Por outro lado, a Organização para Cooperação de Xangai (SCO, na sigla em inglês) está diante de uma verdadeira prova de fogo, que ela só poderá superar com uma estrutura organizacional. Ela foi criada para melhorar o trabalho de cooperação na área de política de segurança na Ásia Central. Em breve, isso será extremamente necessário, já que a Otan e os Estados Unidos se distanciam cada vez mais do Afeganistão – sem derrotar de forma alguma os talibãs e com os combatentes do "Estado Islâmico" já sendo vistos na região. A situação é tão grave que até mesmo os arquirrivais Paquistão e Índia pretendem aderir à SCO. As consequências disso são podem ser boas.

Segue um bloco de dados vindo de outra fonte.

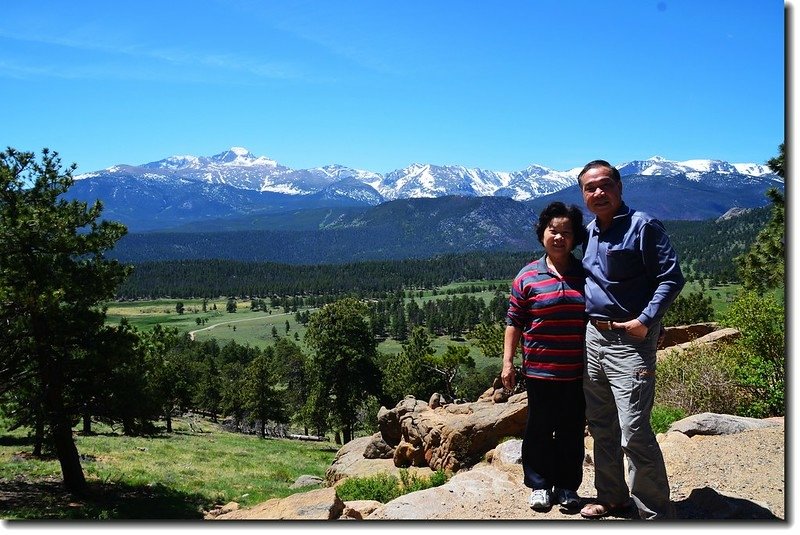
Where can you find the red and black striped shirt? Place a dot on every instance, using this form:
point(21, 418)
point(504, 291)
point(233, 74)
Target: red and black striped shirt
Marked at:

O que é muitas vezes esquecido em meio a essa revitalizada retórica de blocos: os Estados Unidos também tentaram, há apenas alguns anos, obter um status de observador na SCO, mas este foi rejeitado pela organização. Nos Estados Unidos, o perigo que a Rússia representa para o Ocidente, para a região de influência da Otan, é considerado muito elevado. Muitos políticos e militares americanos veem na política externa agressiva da Rússia até mesmo a maior de todas as ameaças. Para os Brics e para a Organização para Cooperação de Xangai, por outro lado, a milícia terrorista "Estado Islâmico" representa o maior perigo à segurança global.
Aqui cabe a pergunta: por que então a mídia estatal russa apresenta o governo ucraniano como se a verdadeira ameaça à paz mundial partisse de Kiev? Mas isso é só uma observação. Também no Ocidente aumenta o número de vozes moderadas, que veem no confronto entre Rússia e Ocidente por causa da Ucrânia o conflito "errado" e, ao mesmo tempo, consideram necessários mais esforços comuns para combater o islamismo brutal no cinturão de crise, que vai da Tunísia, até o Paquistão, passando pelo Iêmen.